5. **評価 (Evaluation)**: 不整脈の消失、胸痛の軽減、血圧の安定化を確認。
- **患者安全・注意事項 (Patient Safety & Precautions)**: 再灌流性不整脈は致死的（心室細動VF）に移行するリスクがあるため、常にモニター監視と除細動器の準備を徹底する。また、再閉塞の兆候（胸痛再燃、ST再上昇）も見逃さない。

看護プロトコル: PCI後患者の観察項目：

- モニター心電図：不整脈の出現（特に再灌流性）、ST変化

- バイタルサイン：血圧、心拍数、SpO2

- 自覚症状：胸痛、呼吸困難、倦怠感

- 穿刺部の観察：出血、血腫、偽性動脈瘤

報告基準（SBAR）を用い、胸痛再燃、血圧低下、致死的な不整脈が出現した場合は緊急報告。
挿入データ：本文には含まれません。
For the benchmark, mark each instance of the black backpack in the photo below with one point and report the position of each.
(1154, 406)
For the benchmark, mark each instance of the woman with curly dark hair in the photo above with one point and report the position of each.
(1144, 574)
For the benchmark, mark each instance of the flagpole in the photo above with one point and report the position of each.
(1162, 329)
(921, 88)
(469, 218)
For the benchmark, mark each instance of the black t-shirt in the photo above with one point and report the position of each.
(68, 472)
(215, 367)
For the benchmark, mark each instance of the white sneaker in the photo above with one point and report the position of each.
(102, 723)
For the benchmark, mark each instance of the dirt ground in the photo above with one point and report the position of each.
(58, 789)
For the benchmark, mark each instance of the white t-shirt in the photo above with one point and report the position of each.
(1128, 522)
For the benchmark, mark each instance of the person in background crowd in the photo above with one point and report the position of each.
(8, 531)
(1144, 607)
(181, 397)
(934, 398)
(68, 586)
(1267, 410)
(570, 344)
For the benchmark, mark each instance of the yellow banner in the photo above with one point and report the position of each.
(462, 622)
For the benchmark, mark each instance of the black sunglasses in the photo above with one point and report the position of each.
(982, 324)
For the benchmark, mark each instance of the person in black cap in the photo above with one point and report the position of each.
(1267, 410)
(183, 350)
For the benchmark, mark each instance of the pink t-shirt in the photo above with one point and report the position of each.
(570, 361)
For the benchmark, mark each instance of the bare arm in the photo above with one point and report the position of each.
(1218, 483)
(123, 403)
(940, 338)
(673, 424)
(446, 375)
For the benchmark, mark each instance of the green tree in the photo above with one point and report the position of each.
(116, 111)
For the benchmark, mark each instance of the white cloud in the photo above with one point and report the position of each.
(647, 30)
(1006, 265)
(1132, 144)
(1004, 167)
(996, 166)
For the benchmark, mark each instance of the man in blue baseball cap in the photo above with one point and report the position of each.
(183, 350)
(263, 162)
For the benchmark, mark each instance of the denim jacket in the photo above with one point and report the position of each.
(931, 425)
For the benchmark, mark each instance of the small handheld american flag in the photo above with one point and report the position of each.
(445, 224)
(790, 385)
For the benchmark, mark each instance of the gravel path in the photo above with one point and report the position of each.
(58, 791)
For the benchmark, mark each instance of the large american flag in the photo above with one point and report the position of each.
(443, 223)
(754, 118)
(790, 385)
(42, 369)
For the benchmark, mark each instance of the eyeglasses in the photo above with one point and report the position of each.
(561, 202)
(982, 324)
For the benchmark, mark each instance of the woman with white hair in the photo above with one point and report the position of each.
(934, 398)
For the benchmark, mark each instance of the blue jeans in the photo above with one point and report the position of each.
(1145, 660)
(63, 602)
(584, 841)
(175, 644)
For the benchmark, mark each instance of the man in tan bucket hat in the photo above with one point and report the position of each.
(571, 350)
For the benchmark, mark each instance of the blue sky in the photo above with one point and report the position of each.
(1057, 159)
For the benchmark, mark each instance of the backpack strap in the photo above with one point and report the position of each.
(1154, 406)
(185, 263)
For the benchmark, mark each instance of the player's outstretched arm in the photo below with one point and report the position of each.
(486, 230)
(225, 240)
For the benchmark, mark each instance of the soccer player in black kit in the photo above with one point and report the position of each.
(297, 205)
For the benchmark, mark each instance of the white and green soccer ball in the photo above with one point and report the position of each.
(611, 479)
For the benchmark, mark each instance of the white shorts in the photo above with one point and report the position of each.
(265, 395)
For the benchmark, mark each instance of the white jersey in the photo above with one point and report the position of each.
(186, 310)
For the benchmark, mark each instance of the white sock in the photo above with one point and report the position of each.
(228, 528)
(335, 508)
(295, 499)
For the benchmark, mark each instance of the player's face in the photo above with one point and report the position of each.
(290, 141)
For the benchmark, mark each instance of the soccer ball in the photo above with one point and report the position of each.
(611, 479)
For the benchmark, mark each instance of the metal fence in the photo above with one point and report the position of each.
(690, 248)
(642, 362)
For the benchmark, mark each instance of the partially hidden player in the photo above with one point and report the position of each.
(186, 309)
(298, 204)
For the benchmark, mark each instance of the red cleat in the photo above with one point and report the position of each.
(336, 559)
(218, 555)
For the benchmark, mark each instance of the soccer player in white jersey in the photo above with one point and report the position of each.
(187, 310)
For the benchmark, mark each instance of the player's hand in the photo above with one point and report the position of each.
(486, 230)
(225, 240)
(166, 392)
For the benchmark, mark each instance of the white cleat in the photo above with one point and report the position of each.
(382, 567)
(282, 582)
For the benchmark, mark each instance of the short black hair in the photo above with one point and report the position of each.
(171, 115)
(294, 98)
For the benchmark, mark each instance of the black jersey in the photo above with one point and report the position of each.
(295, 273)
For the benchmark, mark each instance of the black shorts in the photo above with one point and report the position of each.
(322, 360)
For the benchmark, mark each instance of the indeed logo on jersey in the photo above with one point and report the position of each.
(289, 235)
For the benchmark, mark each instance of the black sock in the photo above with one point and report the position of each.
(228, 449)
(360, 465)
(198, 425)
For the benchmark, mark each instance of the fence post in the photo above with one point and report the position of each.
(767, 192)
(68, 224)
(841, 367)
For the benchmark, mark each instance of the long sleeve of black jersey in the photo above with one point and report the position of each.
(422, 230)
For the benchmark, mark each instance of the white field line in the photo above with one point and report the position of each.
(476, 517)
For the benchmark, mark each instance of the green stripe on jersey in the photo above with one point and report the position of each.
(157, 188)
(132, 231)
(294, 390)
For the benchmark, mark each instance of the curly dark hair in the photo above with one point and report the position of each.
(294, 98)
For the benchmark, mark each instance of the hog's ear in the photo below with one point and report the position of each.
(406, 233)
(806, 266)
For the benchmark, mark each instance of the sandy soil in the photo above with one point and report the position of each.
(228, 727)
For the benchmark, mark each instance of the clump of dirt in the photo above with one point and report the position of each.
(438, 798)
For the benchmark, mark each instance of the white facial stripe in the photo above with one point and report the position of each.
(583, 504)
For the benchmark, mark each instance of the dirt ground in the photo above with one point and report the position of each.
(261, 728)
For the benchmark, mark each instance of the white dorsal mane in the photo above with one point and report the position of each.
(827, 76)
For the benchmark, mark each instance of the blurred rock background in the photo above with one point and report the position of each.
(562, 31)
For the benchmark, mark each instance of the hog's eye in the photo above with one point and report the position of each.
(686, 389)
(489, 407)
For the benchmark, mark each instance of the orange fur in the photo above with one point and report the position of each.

先輩看護師の一言: 「再灌流療法が成功したからと安心してはいけません。再灌流障害は、治療が成功した直後こそ注意が必要です！『痛みが治まったから大丈夫』ではなく、『治ったけど、ここからが勝負』という意識で観察を続けてください。国試でも、『PCI後の胸痛再燃』の原因として、再灌流障害と再閉塞の両方を必ず鑑別できるようにしておきましょうね！」

## 重要概念

- **虚血再灌流障害** — 虚血状態の組織に血流が再開した際に、虚血時よりも強い細胞障害が生じる現象。主な原因は活性酸素種 (ROS) の大量発生。
- **活性酸素種** — ミトコンドリアやキサンチンオキシダーゼなどから産生される反応性の高い酸素分子種。脂質過酸化やDNA障害を引き起こし、細胞死を誘導する。
- **再灌流性不整脈** — 再灌流障害の一環として出現する不整脈。心室性期外収縮や心室頻拍などがみられ、時に致死的となる。
- **キサンチンオキシダーゼ** — 虚血中にキサンチンデヒドロゲナーゼから変換される酵素。再灌流時に酸素を基質に活性酸素種 (ROS) を産生する。
- **酸化ストレス** — 活性酸素種 (ROS) の産生と、それを消去する抗酸化防御系のバランスが崩れ、ROSが過剰になった状態。細胞障害の原因となる。